Rimonabant also acts on the brain, but affects different processes from sibutramine. It is a selective inhibitor of cannabinoid type-1 (CB-1) receptors, which are widely distributed in the brain and in some tissues outside the brain, including on fat cells. These receptors play a role in energy balance, glucose and lipid metabolism and body weight regulation and the intake of highly palatable, sweet or fatty foods. Rimonabant is usually taken as a single dose before breakfast.

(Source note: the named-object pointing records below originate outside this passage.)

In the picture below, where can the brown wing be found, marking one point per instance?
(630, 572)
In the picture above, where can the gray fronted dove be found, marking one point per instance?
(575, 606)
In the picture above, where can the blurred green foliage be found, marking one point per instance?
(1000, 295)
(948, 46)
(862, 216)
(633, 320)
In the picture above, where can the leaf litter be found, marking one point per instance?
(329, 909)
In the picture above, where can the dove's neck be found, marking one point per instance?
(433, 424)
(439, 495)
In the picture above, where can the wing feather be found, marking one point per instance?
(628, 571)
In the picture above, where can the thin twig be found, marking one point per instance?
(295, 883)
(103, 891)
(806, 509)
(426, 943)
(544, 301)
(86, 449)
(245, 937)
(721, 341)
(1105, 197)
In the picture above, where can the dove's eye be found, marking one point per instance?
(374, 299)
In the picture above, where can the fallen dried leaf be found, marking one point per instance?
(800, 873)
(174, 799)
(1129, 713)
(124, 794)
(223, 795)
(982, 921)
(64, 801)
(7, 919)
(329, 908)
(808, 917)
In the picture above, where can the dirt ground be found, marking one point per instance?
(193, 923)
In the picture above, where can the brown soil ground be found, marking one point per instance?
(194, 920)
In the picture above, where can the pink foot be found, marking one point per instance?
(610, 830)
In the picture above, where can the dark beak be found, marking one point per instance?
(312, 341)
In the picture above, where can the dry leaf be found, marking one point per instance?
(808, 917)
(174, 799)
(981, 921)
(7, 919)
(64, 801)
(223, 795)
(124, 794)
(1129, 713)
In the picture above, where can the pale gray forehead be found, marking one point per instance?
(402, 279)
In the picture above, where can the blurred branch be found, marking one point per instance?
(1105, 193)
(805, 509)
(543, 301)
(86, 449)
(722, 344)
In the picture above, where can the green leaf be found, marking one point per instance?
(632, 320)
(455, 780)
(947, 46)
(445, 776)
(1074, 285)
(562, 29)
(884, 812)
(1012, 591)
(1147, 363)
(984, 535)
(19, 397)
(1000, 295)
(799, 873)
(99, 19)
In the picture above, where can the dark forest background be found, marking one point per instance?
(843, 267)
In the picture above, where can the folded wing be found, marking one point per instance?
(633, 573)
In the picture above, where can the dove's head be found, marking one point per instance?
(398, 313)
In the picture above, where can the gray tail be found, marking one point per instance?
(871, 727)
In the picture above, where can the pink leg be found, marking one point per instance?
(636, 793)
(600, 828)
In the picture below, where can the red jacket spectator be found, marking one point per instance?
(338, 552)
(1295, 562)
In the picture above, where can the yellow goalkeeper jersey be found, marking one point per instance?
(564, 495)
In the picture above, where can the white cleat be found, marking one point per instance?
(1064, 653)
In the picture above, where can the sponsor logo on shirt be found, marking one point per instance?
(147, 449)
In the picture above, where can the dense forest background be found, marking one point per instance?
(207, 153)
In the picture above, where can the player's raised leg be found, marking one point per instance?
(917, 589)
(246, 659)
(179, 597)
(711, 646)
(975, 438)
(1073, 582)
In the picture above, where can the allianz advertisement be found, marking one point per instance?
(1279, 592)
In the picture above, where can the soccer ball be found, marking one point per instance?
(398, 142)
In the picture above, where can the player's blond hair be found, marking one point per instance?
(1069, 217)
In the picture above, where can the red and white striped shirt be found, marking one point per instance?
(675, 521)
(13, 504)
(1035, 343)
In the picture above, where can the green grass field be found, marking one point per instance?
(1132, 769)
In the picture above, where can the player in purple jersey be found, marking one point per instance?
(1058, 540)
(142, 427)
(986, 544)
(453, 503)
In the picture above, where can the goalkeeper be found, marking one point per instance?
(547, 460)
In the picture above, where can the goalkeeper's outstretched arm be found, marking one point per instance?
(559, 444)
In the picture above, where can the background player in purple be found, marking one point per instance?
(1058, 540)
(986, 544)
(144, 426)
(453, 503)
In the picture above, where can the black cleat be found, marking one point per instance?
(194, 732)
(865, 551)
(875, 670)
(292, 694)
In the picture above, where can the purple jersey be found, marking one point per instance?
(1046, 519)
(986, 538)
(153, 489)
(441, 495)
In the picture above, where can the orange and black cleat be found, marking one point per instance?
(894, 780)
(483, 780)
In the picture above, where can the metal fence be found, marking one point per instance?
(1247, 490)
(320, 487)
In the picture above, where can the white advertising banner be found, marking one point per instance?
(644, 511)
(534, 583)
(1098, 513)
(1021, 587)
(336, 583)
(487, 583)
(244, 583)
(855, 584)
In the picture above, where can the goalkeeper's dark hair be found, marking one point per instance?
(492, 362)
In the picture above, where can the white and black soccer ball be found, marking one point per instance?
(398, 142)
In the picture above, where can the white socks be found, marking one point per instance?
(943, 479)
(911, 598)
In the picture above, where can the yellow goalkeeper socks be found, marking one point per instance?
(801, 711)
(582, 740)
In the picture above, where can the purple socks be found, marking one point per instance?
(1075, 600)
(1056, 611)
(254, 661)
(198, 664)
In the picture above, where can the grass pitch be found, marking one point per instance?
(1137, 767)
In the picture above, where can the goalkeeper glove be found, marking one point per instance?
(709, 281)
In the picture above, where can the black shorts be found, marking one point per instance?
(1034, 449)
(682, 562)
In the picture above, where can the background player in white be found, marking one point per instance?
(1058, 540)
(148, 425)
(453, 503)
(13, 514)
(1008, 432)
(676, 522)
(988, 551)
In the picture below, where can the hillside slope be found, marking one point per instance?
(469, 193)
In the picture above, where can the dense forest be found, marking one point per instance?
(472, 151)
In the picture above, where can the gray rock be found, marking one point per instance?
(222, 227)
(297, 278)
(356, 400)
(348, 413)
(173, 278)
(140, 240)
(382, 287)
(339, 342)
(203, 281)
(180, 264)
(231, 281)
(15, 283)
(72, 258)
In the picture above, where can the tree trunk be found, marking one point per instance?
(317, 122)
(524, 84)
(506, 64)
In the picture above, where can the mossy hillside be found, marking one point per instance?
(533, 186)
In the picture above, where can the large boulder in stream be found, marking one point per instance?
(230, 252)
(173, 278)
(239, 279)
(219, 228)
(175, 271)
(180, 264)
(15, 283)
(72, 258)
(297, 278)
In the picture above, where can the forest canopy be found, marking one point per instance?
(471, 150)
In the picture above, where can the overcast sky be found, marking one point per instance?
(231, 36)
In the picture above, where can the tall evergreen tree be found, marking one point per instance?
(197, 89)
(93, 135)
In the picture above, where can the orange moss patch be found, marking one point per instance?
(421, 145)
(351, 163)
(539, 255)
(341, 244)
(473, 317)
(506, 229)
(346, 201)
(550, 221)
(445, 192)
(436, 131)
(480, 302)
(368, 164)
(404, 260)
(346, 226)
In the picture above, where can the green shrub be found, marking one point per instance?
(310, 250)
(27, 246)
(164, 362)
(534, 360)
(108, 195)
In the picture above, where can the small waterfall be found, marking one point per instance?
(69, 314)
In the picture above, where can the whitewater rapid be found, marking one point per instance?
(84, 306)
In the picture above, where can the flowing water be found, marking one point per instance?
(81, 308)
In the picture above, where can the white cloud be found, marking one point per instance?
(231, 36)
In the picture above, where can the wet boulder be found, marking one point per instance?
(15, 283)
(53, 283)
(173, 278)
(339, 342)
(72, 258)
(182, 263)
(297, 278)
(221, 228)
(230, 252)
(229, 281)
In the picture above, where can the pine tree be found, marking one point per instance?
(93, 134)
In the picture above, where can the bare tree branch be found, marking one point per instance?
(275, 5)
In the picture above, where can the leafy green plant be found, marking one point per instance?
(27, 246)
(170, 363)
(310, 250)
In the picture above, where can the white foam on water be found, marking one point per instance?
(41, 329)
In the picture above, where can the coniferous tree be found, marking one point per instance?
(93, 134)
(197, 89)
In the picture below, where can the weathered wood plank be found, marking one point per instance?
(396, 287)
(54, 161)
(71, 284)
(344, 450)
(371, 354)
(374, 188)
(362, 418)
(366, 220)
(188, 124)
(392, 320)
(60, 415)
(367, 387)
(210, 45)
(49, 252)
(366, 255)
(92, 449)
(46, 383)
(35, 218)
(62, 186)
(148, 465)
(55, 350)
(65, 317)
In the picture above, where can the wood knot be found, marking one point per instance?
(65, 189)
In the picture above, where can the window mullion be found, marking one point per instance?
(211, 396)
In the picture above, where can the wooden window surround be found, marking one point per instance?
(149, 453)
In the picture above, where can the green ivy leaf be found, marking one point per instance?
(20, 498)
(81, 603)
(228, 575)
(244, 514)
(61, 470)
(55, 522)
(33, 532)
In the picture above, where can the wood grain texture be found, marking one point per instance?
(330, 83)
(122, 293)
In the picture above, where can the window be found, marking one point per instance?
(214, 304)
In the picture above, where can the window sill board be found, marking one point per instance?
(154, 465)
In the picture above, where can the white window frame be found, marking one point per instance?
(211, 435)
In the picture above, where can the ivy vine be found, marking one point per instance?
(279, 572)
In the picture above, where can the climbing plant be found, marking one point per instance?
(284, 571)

In four clinical trials in people with initial BMI values of 34-38, treatment with rimonabant led to a significantly greater weight loss after one year than that seen in patients given placebo. There was also a significant increase in HDL-cholesterol ('good' cholesterol) in the blood and a decrease in triglycerides and fasting insulin levels. One trial which included obese people with type 2 diabetes also showed a significant improvement in blood glucose levels, indicating better control of the disease. Continuation of rimonabant treatment for a second year in another of these four studies showed maintenance of weight loss, but those switched onto placebo regained most of the weight they had lost in the first year. The most common side-effects that led to people stopping taking rimonabant in clinical trials were nausea, mood alteration with depressive symptoms, depressive disorders, anxiety and dizziness. A possible increase in suicidal thoughts during rimonabant treatment is being investigated further.